St.Nikola kilisesinin önündeki alana arabamızı park edip şehri gezmeye çıkıyoruz. Fotoğraf çekmenin telaşına düşmüşken tekne turu teklifi geliyor. Zamanımız az, kısa turu tercih edip kişi başı 5 Euro fiyata anlaşıyoruz. Kıyıdan yaklaşık 500 metre açıkta ki iki adaya (St.George ve Meryem’e adanmış Gospa Od Skrpjela) doğru yola çıkıyoruz. Söylentiye göre, adalardan biri doğal yolla, diğeri ise insan eliyle yapılmış. İçi taş dolu iki gemi batırılarak temeli oluşturulmuş.

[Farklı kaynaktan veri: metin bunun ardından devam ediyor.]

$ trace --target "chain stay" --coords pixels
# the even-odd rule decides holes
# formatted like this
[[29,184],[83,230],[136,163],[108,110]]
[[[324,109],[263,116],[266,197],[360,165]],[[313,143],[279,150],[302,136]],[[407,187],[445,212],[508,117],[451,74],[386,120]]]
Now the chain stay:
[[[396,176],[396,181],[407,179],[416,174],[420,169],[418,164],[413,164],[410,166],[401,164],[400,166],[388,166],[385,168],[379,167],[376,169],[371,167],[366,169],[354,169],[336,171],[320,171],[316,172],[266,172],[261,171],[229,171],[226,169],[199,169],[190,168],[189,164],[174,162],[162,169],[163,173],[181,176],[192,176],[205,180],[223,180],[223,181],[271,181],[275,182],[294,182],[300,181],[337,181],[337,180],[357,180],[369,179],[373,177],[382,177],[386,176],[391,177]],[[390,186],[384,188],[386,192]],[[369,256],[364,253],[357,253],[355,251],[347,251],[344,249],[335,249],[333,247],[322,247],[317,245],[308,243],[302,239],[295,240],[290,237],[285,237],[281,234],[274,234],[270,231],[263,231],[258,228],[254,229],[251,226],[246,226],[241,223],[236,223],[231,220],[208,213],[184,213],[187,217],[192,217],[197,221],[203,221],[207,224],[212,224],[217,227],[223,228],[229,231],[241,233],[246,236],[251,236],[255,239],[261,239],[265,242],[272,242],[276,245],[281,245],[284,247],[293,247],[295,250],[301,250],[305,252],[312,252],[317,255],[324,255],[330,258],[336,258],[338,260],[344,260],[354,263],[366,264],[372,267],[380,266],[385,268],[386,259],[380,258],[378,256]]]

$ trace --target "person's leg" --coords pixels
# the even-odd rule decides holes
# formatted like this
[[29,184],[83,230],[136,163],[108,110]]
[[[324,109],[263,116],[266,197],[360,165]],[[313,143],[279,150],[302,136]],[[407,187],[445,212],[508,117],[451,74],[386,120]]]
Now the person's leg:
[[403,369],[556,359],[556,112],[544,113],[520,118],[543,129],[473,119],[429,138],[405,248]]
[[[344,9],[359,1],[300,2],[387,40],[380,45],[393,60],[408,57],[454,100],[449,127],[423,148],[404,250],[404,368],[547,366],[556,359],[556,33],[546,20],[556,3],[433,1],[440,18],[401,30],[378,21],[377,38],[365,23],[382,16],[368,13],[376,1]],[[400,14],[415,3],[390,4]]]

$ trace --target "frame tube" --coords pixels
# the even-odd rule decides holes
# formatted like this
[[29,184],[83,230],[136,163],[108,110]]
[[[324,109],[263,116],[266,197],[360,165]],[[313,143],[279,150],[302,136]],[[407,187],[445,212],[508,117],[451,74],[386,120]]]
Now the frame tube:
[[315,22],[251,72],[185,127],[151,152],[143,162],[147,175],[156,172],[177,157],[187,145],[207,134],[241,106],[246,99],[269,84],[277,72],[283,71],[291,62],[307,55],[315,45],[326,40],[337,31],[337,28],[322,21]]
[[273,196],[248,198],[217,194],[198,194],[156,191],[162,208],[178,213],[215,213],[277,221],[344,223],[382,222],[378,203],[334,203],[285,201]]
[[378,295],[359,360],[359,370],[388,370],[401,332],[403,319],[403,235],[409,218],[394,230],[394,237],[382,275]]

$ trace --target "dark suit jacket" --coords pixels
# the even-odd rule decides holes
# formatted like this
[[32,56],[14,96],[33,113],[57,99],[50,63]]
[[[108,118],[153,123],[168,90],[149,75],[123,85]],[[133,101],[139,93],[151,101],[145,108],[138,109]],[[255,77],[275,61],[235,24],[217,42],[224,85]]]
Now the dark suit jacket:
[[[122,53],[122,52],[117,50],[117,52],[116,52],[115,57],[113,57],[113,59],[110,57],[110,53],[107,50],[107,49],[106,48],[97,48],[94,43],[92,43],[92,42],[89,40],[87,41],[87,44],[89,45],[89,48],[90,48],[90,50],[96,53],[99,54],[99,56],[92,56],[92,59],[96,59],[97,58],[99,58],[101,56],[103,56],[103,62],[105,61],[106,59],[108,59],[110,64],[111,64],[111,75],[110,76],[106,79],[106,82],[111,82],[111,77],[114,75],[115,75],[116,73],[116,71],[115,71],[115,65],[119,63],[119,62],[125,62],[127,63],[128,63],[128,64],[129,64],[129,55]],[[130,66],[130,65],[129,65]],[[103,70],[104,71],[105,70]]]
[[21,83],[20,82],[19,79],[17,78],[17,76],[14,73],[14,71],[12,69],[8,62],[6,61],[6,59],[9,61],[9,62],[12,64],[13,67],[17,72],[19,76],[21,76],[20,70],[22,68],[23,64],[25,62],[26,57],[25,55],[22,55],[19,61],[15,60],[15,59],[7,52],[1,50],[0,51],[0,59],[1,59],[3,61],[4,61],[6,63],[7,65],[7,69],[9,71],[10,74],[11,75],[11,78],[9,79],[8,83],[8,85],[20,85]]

Muhteşem kareler çekiyoruz. Kilise binası ve çan kulesi Perast’a çok yakışıyor. Skrpjela adasına ayak basıyoruz. Adadan Perast ve Boka körfezi çok daha güzel görünüyor.











Bugün yolumuz da çok, uğrayacak duraklarımız da çok. Vaktimiz bugün çok değerli. Tekne turundan hemen sonra yola koyuluyoruz. İstikamet Herceg Novi

Perast-Herceg Novi arası 30 km… Saat 10’da Herceg Novi’ye varıyoruz. Ivan bizi eski şehrin girişinde indiriyor. Doğruca Osmanlı yapımı saat kulesinin olduğu giriş kapısına yöneliyoruz. Kapıdan giriş yapıp doğruca St. Archangel Michael Kilisesinin (Arhangela Mihaila) bulunduğu meydana yürüyoruz. Kanlı Kula’ya çıkacağız. Murat yine su koyveriyor ve meydandaki kafede oturma eylemi yapıyor. Enes’le beraber 3-5 dakikalık bir yürüyüşle adını Osmanlılarla yapılan savaşta almış olan Kanlı Kula’nın olduğu kaleye çıkıyoruz. Giriş ücreti kişi başı 1 Euro… Buradan tüm şehrin ve Adriyatik’in güzel manzarasını seyrediyoruz.






 

Herceg Novi’de yarım saat kadar vakit geçirip tekrar yollardayız. Birazdan sınırı geçeceğiz. Yeni ülke, yeni heyecan… Hırvatistan vizelerimiz olsa da yine tedirginiz. Acaba girişte zorlanacak mıyız?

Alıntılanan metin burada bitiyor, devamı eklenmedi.